L'offre ne concerne qu'un seul éditeur et n'inclut les jeux que plusieurs mois après leur sortie. Cependant, l'EA access est un succès indéniable. Les revenus progressent d'une année sur l'autre au point d'inspirer d'autres initiatives.
La diversité par téléchargement : le Xbox Game Pass
Dernier arrivé sur ce secteur, le Xbox Game Pass semble avoir un avenir prometteur. Ce service, qui sera disponible dans quelques mois, offrira un accès à une centaine de titres issus des catalogues Xbox One et Xbox 360 en échange d'un abonnement de 10€ par mois. Comme pour Electronic Arts, il sera nécessaire de télécharger les jeux pour pouvoir y jouer ; pas de streaming, ce qui permet d'alléger la facture pour le consommateur.
Initialement disponible uniquement sur Xbox One, le Xbox Game Pass se différencie de l'offre d'Electronic Arts en proposant des jeux venant de plusieurs éditeurs, ce qui explique la différence tarifaire. Là encore, il ne s'agit pas de jeux venant de sortir : le titre phare du programme est Halo 5, sorti le 27 octobre 2015 et dont le sixième opus devrait arriver cet automne. Cela permet une fois encore de rentabiliser des jeux qui ne se vendent plus, tout en s'assurant un revenu stable.
Ce programme rencontrera-t-il un succès similaire au EA access ou au contraire connaîtra-t-il des difficultés, à l'image du PlayStation Now ? Le tarif retenu et la disponibilité des jeux en téléchargement devrait aider le Xbox Game Pass. Néanmoins, il y a une différence entre payer 4€ par mois ou payer 10€ : pour convaincre, le service de Microsoft aura besoin de titres attractifs donnant de la valeur à ce programme.
Qui vivra verra
Plus globalement, quel avenir pour le jeu vidéo ? Aura-t-on un jour un système d'abonnement global, incluant aussi bien des jeux récents que des titres plus anciens ?

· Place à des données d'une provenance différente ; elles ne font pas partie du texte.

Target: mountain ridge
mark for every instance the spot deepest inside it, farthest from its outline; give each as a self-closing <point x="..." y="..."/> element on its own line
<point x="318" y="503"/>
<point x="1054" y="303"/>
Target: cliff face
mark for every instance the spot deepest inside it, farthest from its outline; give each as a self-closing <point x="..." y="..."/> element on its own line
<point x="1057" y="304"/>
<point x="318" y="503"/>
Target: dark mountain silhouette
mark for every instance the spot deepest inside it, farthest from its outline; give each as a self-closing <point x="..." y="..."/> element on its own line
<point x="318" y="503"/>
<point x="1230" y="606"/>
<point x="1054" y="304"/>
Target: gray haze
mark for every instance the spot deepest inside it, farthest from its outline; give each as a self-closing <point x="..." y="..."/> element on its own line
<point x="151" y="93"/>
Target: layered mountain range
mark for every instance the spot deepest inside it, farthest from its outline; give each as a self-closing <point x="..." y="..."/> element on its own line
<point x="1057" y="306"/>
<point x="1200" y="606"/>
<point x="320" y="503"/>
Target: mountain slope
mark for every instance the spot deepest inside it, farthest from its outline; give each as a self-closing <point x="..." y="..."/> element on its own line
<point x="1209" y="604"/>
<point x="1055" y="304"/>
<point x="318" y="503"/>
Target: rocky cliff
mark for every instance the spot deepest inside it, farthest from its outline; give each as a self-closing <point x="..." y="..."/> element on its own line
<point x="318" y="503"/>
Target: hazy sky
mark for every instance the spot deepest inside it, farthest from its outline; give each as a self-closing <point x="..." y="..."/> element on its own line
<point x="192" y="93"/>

À court terme, il est possible d'affirmer que la solution n'est pas encore le streaming : ce système est encore trop coûteux pour le jeu vidéo. En revanche, il est clairement possible de proposer une offre convaincante avec des jeux en téléchargement, à l'image de ce que propose Electronic Arts pour son catalogue. Les jeux ne seront probablement pas disponibles dès leur sortie : en dépit de la progression des DLC, les ventes de jeu au lancement représentent toujours une part déterminante des revenus des éditeurs. Néanmoins, une fois les premiers mois passés, une formule à abonnement est clairement intéressante pour les éditeurs comme pour les joueurs. Cela permet d'avoir accès à un large catalogue de jeux encore d'actualité, tout en offrant aux éditeurs un plus grand nombre de joueurs (et donc d'acheteurs potentiels des DLC). Reste à trouver la bonne formule et le bon tarif, mais Microsoft a clairement une carte à jouer dans ce domaine.